Another of Murray’s ideas that strikes me as useful is the idea of focusing on designing transparent interfaces rather than intuitive interfaces. Intuition requires the user to already understand the metaphor being used. In other words, the user has to understand how an object in the real world relates whatever is happening on the computer screen. This is not particularly “intuitive,” especially for people who don’t use computers. I’ve been thinking about the idea of intuitive interfaces since I started teaching computing skills to senior citizens. For them, it is not “intuitive” that the first screen you see on a Windows computer is your desktop. And once they know that, it isn’t “intuitive” to them what they should do next because it’s all new to them and so they don’t have a sense of what they CAN do. For example, they can put a piece of paper down on a real desktop. Metaphorically, you can put a piece of paper (a file) down on the Windows desktop but the manner in which you do that is not “intuitive.” The first question I always get when I talk about this is: How do I create a piece of paper to be put on the desktop? Of course, that’s not the way they ask the question. They say, “How do I create a letter?” That’s a reasonable question, right? But the answer depends on lots of things, including the software that’s installed on the computer you’re using. So the metaphor only goes so far. And the limitations of the metaphor make the use of the device not particularly intuitive.

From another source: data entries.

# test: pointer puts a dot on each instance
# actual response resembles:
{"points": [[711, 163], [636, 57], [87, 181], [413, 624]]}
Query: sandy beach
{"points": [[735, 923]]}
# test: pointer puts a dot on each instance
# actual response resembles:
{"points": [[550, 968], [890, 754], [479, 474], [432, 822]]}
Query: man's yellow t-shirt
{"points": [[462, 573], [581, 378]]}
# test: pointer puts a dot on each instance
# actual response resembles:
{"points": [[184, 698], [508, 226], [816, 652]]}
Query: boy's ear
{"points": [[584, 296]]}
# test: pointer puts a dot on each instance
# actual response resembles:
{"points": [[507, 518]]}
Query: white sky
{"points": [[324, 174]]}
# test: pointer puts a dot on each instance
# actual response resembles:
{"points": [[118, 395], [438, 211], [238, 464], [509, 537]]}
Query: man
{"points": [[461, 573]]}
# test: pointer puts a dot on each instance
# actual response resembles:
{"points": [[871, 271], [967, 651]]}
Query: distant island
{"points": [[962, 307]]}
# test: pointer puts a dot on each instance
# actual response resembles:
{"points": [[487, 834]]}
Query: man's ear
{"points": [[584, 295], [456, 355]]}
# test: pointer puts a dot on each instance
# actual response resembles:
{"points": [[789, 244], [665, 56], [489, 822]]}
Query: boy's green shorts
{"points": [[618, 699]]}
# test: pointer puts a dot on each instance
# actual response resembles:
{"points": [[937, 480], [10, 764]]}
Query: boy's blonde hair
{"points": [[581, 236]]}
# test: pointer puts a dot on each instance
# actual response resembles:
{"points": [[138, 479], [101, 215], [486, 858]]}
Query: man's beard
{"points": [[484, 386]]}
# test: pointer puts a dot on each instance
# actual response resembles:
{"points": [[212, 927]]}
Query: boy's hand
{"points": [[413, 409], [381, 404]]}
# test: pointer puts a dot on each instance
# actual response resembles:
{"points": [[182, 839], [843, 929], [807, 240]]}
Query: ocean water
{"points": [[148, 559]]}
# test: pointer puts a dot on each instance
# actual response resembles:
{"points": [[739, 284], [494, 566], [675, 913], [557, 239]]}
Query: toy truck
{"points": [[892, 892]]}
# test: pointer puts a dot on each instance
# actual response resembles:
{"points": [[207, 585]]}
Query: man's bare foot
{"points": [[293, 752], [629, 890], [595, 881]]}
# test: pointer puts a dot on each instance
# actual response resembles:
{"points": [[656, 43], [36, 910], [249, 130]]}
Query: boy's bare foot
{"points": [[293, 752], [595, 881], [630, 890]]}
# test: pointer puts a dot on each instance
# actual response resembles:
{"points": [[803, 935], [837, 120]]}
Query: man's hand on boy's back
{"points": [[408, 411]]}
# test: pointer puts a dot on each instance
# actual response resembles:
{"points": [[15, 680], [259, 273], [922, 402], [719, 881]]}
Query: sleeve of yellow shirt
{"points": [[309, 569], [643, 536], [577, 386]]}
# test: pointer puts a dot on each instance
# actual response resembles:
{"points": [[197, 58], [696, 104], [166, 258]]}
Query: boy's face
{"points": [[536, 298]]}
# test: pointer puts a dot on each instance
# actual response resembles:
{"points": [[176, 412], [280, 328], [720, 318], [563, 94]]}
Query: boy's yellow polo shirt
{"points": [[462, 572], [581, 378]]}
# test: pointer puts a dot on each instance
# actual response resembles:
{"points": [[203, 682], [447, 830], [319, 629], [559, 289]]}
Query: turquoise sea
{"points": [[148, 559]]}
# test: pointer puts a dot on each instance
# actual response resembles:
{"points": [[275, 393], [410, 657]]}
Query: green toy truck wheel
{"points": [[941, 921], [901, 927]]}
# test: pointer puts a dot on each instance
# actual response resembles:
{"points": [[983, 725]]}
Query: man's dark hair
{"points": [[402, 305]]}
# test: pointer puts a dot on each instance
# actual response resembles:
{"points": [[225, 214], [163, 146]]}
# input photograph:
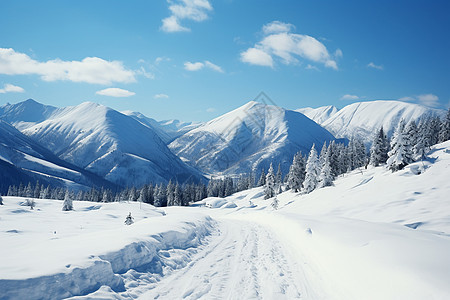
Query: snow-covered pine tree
{"points": [[296, 174], [379, 149], [411, 134], [444, 134], [275, 203], [312, 171], [129, 219], [400, 154], [269, 188], [262, 178], [67, 204], [279, 176], [178, 197], [325, 177], [170, 194]]}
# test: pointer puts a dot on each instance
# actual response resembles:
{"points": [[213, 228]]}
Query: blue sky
{"points": [[196, 59]]}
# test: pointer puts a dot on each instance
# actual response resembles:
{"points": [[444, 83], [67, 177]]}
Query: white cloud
{"points": [[10, 88], [289, 47], [145, 73], [256, 56], [424, 99], [90, 69], [195, 10], [115, 92], [407, 99], [349, 97], [161, 96], [428, 99], [374, 66], [197, 66], [277, 27], [311, 67]]}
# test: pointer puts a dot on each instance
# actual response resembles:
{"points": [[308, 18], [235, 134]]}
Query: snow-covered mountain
{"points": [[23, 160], [168, 130], [109, 144], [249, 138], [320, 114], [363, 119], [25, 114]]}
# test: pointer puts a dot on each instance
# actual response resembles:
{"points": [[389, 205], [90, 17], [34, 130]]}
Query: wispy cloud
{"points": [[10, 88], [197, 66], [115, 92], [349, 97], [279, 42], [430, 100], [195, 10], [374, 66], [161, 96], [89, 70]]}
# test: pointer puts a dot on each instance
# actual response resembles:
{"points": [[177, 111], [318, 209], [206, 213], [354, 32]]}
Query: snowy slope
{"points": [[109, 144], [374, 235], [22, 156], [25, 114], [320, 114], [249, 138], [167, 130], [363, 119]]}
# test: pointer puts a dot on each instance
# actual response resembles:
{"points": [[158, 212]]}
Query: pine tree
{"points": [[279, 176], [400, 154], [129, 219], [275, 203], [325, 177], [269, 189], [178, 197], [379, 149], [262, 178], [312, 171], [444, 134], [170, 193], [67, 204], [296, 174]]}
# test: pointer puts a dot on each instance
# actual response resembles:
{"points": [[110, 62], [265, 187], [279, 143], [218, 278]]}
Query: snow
{"points": [[363, 119], [373, 235], [109, 144], [248, 139]]}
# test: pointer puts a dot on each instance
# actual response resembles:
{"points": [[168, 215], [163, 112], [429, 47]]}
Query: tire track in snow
{"points": [[242, 261]]}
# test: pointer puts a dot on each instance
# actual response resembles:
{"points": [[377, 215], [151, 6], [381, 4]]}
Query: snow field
{"points": [[52, 254]]}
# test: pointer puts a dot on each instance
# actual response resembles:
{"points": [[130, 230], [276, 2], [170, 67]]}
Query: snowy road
{"points": [[243, 261]]}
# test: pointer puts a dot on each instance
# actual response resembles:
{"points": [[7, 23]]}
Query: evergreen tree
{"points": [[444, 134], [262, 178], [296, 174], [275, 203], [269, 189], [379, 149], [129, 219], [170, 193], [325, 177], [400, 154], [279, 176], [312, 171], [178, 197], [67, 204]]}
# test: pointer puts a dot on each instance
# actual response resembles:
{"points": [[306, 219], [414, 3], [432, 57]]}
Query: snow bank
{"points": [[87, 248]]}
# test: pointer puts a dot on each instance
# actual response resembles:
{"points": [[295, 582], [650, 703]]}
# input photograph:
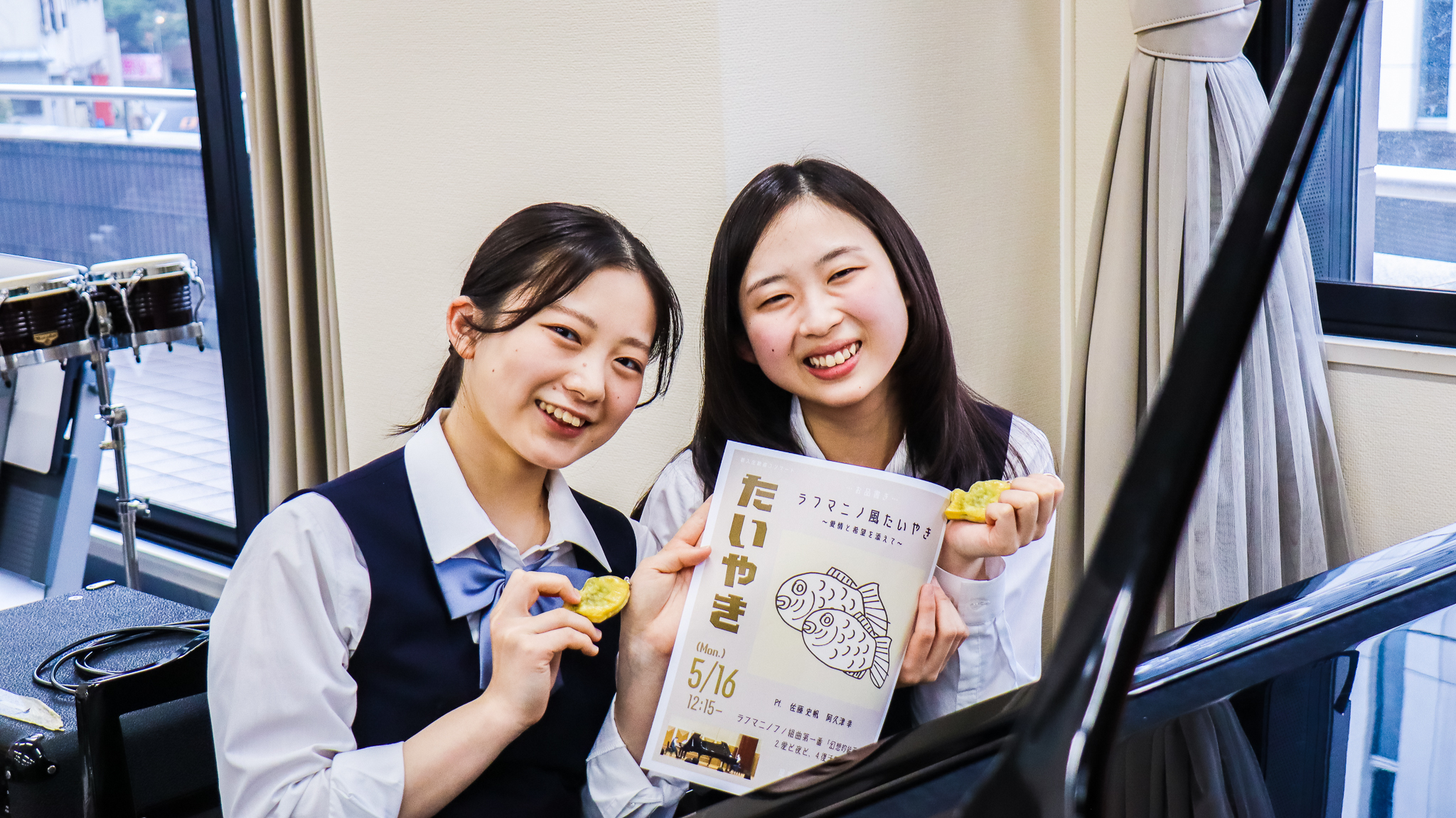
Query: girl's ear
{"points": [[461, 317]]}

Murray argues that focusing on “intuition” is not what designers should do. Instead, designers should focus on “transparency,” which is the idea that when the user does something to the interface, the change should be immediately apparent and clear to the user. This allows the user to develop what we have typically called “intuition” as she uses the interface. In fact, lack of transparency is what makes many software programs feel complex and difficult to use. Moodle, the class management system that my University uses, is a perfect example of non-transparent software. When I create the gradebook, for example, there are many, many options available for how to aggregate and calculate grades. Moodle’s help modules are not actually very helpful but if the software was transparent, that wouldn’t matter. I would be able to make a choice and immediately see how it changed what I was trying to do. That makes perfect sense to me as a way to design software.

This book is full of illuminating observations and has already helped me to think more clearly about the technology that I encounter.